Ese desplazamiento marca toda la estructura del filme. Lo significativo no es el punto de llegada, sino la vibración de cada escena: una voz en off sobre una pantalla negra, un gesto torpe antes de un beso, una risa que se apaga cuando entra la cámara. Orr no busca respuestas ni define marcos. Deja que sus personajes respiren, que se contradigan, que duden. En ese temblor, la película encuentra su forma: una narración que parece no avanzar y sin embargo arrastra, como un recuerdo del que no se puede salir.
Hay una dimensión política que atraviesa cada imagen. No por lo que se enuncia, sino por la forma de mostrarlo. La clase no se explica, se filtra por los poros: en los muros desconchados del barrio, en las miradas esquivas de quienes saben que hay puertas que no se abrirán con solo desearlo. Pero ‘A nuestros amigos’ no cae en el dramatismo. Mantiene una distancia justa, como si se negara a romantizar el conflicto, sin por ello restarle dureza. Orr logra ese equilibrio desde el tiempo: el paso de los años marca los cuerpos y revela un desgaste que no necesita énfasis.
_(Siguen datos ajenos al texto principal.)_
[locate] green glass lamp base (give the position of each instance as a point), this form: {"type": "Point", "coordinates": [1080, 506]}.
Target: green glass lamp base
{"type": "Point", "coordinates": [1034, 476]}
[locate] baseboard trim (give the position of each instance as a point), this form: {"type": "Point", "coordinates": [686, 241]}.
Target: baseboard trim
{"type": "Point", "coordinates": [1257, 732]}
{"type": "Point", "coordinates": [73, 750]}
El teatro aparece entonces como catalizador. No funciona como metáfora, sino como cruce. Sara accede a un espacio donde el lenguaje cambia, donde se dice lo que antes solo se sentía. Pero esa apertura no elimina su otra pertenencia. Hay una tensión constante entre el deseo de irse y la necesidad de quedarse, entre la curiosidad por lo nuevo y la lealtad a lo antiguo. Paula no es solo una pareja o un estímulo artístico: es un detonante. A través de ella, Sara empieza a nombrar sus fracturas, aunque aún no sepa cómo habitarlas.
La elección de intérpretes no profesionales aporta una textura que descoloca. Los cuerpos no actúan, reaccionan. El resultado es un registro que parece capturado al vuelo, como si cada escena fuera un hallazgo. No hay impostación ni decorado: todo parece acontecer, aunque sepamos que está orquestado. Este dispositivo genera una intimidad difícil de conseguir desde el guion cerrado. Se percibe el compromiso de los implicados, el desgaste físico del tiempo filmado, la extrañeza de verse cambiar sin darse cuenta.
La fotografía oscila entre dos mundos: el tono terroso del barrio y la luz quirúrgica de la universidad. Este contraste no opera como juicio, sino como marca de lo que está en juego. El montaje corta con precisión: conversaciones interrumpidas, secuencias que no concluyen, imágenes que se quedan en la retina sin saber por qué. La música, contenida, actúa casi como una herida: se cuela donde duele, pero sin estallar.
No hay en ‘A nuestros amigos’ una narrativa cerrada. Lo que queda es una colección de fracturas, de gestos detenidos en medio del tránsito. En esa acumulación se dibuja un cuerpo que cambia sin saberlo, que recuerda sin tener claro cuándo empezó a olvidar. La película no pretende resolver esa desorientación, sino retratarla. Y lo hace sin condescendencia, sin subrayados.
En una escena, Sara discute sobre el sentido del ocio y la necesidad de comprometerse. No hay moraleja, solo un desacuerdo que flota y se arrastra. Esa es la textura del filme: algo que se instala y no se va, una huella que ni siquiera se reconoce como tal hasta mucho después. Porque lo que ‘A nuestros amigos’ captura no es un argumento, sino una forma de estar en el mundo cuando todavía no se sabe cómo habitarlo.